Credit: President's Pact With the GOP by Peter Kuper, PoliticalCartoons.com

The fires consuming Australia, products of record-breaking heat and drought, suggest an unwelcome alternative meaning to the phrase advocating a month without alcohol. They are also a reminder that the phrase’s intended expression of a yen for sobriety is far too narrow for the times: booze may settle a steady fog on the nation’s faculties but its influence is nothing compared to the dizzy degradation brought by our over-indulgence in garbage media and tribal politics. It’s this, more than that second martini, that’s impairing our speech and reasoning, wrecking the conversation required not only for responsible environmental stewardship but democracy itself.

A quarter century ago, Francis Fukuyama wrote that we were entering “the end of history,” a period in which democracy would increasingly assert itself and overspread the earth. One reason for this, he said, was the widening availability of information, which would thwart the brainwashing and disinformation campaigns that dictatorships, including populist dictatorships, had traditionally relied on. But that’s not quite how things turned out. Modern technology still allows the worst leaders to significantly control information, and where information is openly available it has been hyperdemocratized and weaponized by a billion tribalist partisans.

Since the FCC’s 1987 repeal of the Fairness Doctrine, which had been quelling caustic on-air partisanship since 1949, we’ve experienced an unprecedented flood of sewage, first from talk radio and television, and now, probably incurably, from the internet and social media. By combining this flood with a political primary system that amplifies the fringes, we’ve created a populist circus perfectly designed to excite the very passions that the Founders worried would be our democracy’s downfall.

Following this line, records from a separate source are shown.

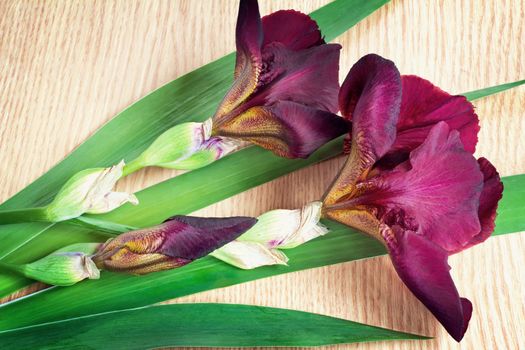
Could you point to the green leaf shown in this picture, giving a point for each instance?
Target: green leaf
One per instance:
(217, 325)
(192, 97)
(474, 95)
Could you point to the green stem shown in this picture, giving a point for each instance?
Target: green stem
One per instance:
(16, 269)
(102, 226)
(23, 215)
(133, 166)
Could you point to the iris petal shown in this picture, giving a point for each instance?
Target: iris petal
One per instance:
(286, 128)
(423, 267)
(174, 243)
(249, 36)
(441, 199)
(423, 106)
(284, 74)
(301, 31)
(488, 202)
(370, 96)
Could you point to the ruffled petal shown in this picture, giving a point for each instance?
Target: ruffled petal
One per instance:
(249, 37)
(370, 97)
(174, 243)
(423, 267)
(288, 129)
(423, 106)
(438, 196)
(294, 29)
(488, 202)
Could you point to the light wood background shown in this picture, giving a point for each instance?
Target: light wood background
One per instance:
(66, 67)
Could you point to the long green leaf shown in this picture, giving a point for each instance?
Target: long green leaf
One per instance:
(192, 97)
(474, 95)
(196, 325)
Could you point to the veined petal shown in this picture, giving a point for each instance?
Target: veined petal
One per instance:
(423, 106)
(423, 267)
(249, 38)
(309, 76)
(174, 243)
(435, 199)
(286, 128)
(294, 29)
(488, 202)
(249, 255)
(370, 96)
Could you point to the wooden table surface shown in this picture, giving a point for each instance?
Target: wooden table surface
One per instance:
(66, 67)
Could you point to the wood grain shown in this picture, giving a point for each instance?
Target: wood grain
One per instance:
(66, 67)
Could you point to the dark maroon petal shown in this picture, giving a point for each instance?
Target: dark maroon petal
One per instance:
(172, 244)
(439, 191)
(286, 128)
(309, 76)
(294, 29)
(423, 106)
(249, 37)
(423, 267)
(488, 202)
(370, 97)
(194, 237)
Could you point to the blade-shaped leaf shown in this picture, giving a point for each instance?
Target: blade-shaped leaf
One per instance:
(192, 97)
(474, 95)
(197, 325)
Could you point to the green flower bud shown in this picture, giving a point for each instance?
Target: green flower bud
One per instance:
(276, 229)
(89, 191)
(185, 146)
(64, 267)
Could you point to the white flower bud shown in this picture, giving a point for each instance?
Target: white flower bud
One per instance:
(274, 230)
(249, 255)
(89, 191)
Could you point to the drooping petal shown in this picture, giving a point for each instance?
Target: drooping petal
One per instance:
(286, 128)
(423, 267)
(423, 106)
(370, 97)
(294, 29)
(249, 255)
(488, 202)
(174, 243)
(438, 196)
(249, 37)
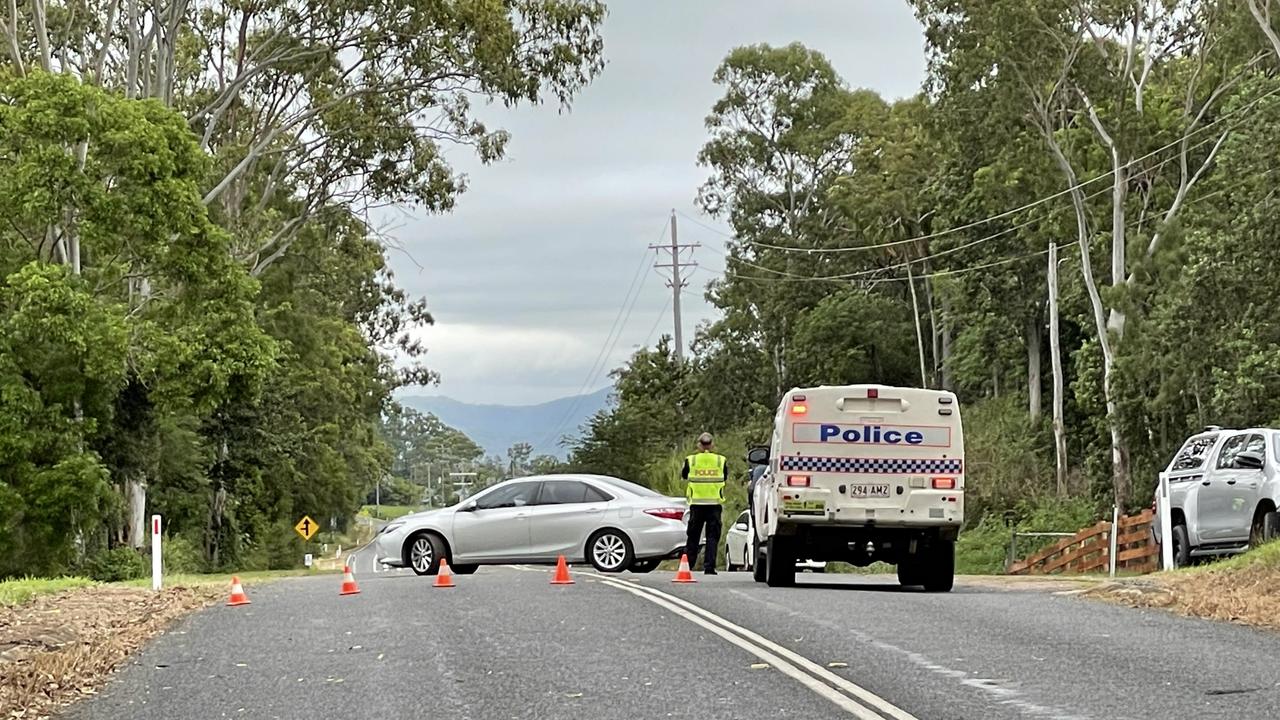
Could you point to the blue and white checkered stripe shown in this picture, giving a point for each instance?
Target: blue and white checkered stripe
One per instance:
(874, 465)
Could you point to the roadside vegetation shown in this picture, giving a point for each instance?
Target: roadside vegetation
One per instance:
(197, 318)
(909, 242)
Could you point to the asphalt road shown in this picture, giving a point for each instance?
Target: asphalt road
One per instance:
(504, 643)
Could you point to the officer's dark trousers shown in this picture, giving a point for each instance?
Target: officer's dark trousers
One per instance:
(700, 515)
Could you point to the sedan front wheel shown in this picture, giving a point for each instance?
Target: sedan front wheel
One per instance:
(423, 554)
(609, 551)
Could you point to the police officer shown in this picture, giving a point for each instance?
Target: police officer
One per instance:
(707, 473)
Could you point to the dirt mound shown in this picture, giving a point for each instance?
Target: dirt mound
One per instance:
(1235, 595)
(62, 647)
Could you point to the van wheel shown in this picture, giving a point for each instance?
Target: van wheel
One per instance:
(909, 574)
(1182, 546)
(780, 564)
(940, 574)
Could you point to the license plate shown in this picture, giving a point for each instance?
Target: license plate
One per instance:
(868, 491)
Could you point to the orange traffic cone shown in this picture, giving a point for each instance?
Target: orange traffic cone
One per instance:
(682, 574)
(443, 577)
(348, 582)
(562, 573)
(238, 596)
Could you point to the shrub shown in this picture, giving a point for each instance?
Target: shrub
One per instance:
(117, 564)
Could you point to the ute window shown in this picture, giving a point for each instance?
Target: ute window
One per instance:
(1193, 454)
(1230, 449)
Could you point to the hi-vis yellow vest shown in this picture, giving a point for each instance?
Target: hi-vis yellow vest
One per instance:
(705, 479)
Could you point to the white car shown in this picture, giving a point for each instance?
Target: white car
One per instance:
(737, 548)
(612, 524)
(1224, 487)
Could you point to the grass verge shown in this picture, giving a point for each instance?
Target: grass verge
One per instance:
(389, 511)
(62, 638)
(1238, 589)
(22, 591)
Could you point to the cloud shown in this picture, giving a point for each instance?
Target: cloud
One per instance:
(539, 254)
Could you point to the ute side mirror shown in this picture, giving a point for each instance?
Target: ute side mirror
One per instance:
(1249, 460)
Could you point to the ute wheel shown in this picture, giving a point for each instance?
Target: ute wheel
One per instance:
(940, 574)
(644, 565)
(609, 551)
(1265, 528)
(780, 564)
(1182, 546)
(423, 552)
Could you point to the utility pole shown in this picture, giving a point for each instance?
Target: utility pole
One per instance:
(676, 283)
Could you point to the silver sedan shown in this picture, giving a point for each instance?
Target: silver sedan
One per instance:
(612, 524)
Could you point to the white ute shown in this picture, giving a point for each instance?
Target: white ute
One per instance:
(862, 474)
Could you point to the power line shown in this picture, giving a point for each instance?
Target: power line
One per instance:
(607, 346)
(1015, 210)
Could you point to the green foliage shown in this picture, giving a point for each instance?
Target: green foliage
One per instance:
(117, 564)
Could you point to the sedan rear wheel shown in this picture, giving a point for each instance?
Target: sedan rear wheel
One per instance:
(423, 554)
(609, 551)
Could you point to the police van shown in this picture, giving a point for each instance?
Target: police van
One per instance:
(862, 474)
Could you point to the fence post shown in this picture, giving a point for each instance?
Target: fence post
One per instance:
(1115, 537)
(1166, 527)
(156, 568)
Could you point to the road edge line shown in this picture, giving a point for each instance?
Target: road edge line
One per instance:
(818, 670)
(818, 687)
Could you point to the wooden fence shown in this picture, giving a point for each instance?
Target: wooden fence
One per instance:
(1089, 550)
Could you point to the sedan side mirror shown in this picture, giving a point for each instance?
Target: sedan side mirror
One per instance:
(1249, 460)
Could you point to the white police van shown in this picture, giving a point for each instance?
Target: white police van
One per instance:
(862, 474)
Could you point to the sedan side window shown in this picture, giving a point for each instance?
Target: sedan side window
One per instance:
(1230, 449)
(510, 496)
(563, 492)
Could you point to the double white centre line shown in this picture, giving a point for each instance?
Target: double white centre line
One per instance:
(853, 698)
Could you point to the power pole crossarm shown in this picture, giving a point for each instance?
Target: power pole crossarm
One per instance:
(676, 282)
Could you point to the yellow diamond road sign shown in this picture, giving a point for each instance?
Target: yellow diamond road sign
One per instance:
(306, 527)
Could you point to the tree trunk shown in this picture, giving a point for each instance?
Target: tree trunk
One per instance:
(1033, 365)
(945, 363)
(919, 332)
(1056, 361)
(136, 519)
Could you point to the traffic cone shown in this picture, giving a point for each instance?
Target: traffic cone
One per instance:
(444, 577)
(238, 596)
(562, 573)
(348, 582)
(682, 574)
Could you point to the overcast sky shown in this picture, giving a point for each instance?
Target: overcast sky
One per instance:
(528, 274)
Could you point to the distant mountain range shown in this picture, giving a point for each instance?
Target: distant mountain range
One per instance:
(498, 427)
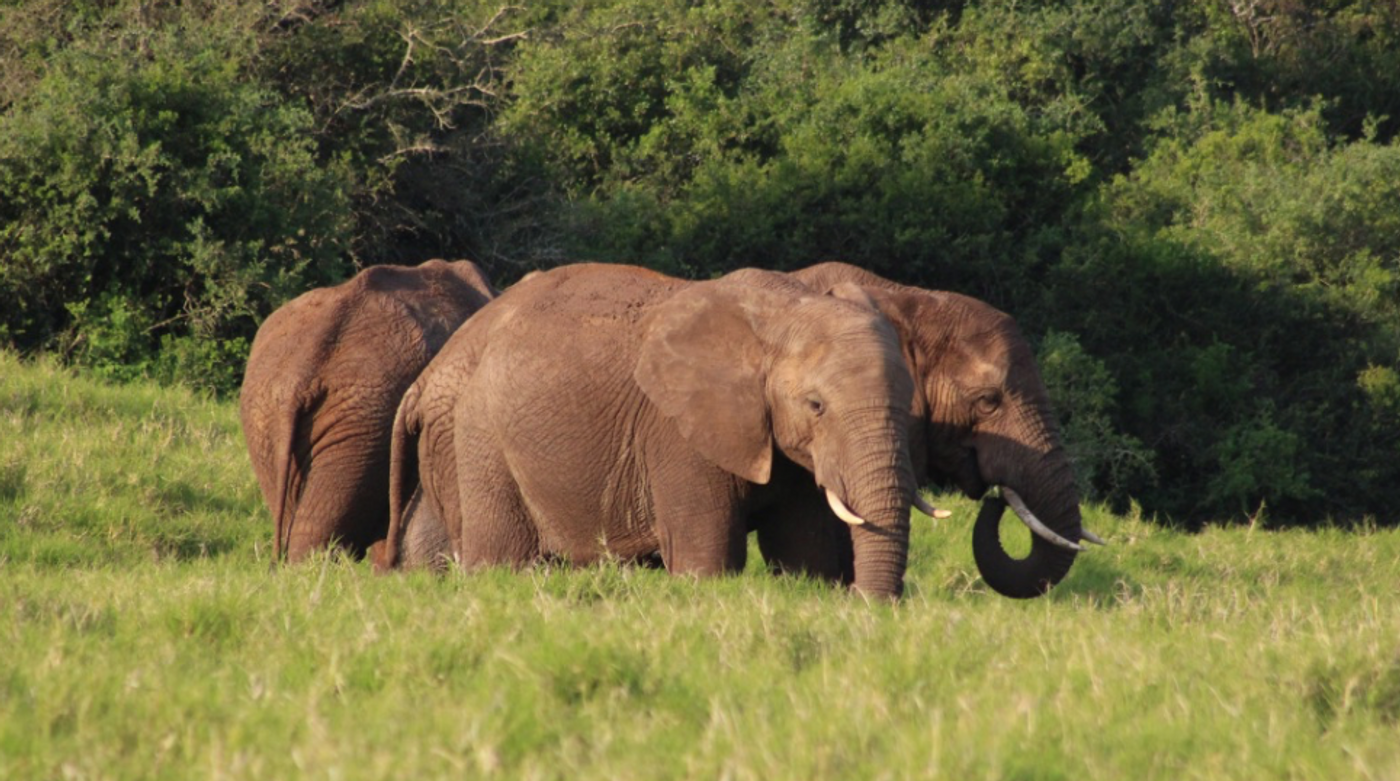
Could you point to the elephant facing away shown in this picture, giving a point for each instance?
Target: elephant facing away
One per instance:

Those passions spiked to a new high in 2008, when a black family moved into the White House. Half the white people in the country went to DEFCON 1, and created a bull market for birthers, one of whom is now president. Donald Trump is famously dry every month of the year, an avowed teetotaler, but chronically spews more nonsense than the craziest soused uncle at the Thanksgiving table. His followers don’t care that his rants demonstrate a profound disrespect for their intelligence, don’t care that he hasn’t delivered the health care that he promised, or a border wall, or a scheme to get Mexico to pay for it (instead he’s robbing the Pentagon), that he hasn’t brought the troops home from the Middle East, or brought us greater respect in the world, or repaired our infrastructure, or brought back the manufacturing sector, or found a way to boost the stock market without creating unconscionable deficits. They imagine they’re in the throes of a race war and that Donald Trump is the general in their foxhole, and that’s that. They’ve tuned their echo chambers to that frequency and ripped the knob off.

But it’s the sewage that will be playing on that station next January that should have us most concerned. On the 20th day of that month (assuming his impeachment ends in acquittal), Trump may not leave the White House even if he’s defeated this November.

We know Trump will cry foul if he loses the Electoral College because he has never stopped whining, and lying, about his loss of the popular vote in 2016, even though that had no bearing on the constitutional legitimacy of his election. And, of course, it was never just a matter of whining: From May 2017 to January 2018, Trump tasked Vice President Mike Pence with chairing a self-satirizing “Commission on Election Integrity” whose sole aim was to locate the source of millions of nonexistent fraudulent votes. When the commission collapsed under the weight of its own inanity, Trump was still whipping up supporters by claiming “substantial evidence of voter fraud.” In July 2018 he humiliated our nation by standing on foreign soil, next to Vladimir Putin, a foreign dictator actively making war against a NATO-aspiring Ukraine, publicly siding with Putin over our own U.S. intelligence services in regard to Russia’s interference in the 2016 election, for no reason other than that it serviced his psychotic ego.

Then, in 2019, still talking about how great a winner he is, Trump further demonstrated his belief that he can’t actually win without unfair help by holding up congressionally mandated military aid to Ukraine to extort their interference on his personal behalf — a demand tied to discredited, garbage-level internet conspiracy theories. To the sewer.

So it is virtually guaranteed that he will make mincemeat of reality if he loses this year. And because his followers listen to nothing that calls him into question, he will be able, and probably willing, to tweet hundreds of thousands of them, or more, into the streets.

What can we do? Send money to the Center for Public Integrity, whose FOIA request extracted documents from the White House and Defense Department that shed crucial light on the Ukraine scandal. Demand real presidential debates, in which the candidates face each other, talk to each other, and are fact-checked by moderators, sitting at the table in real time. Be prepared to take to the streets, peacefully, to demand an honest and fair election. And support and subscribe to legacy newspapers. They are biased. They make mistakes. But they admit and correct their mistakes, and their Op-Ed pages include opposing points of view. They’re our best bet to ferret out the deepfakes and every other kind of fake coming our way.

Buckle up for a bumpy 2020. Go ahead and have that second martini if you want. You don’t have to stay dry. But stay sober.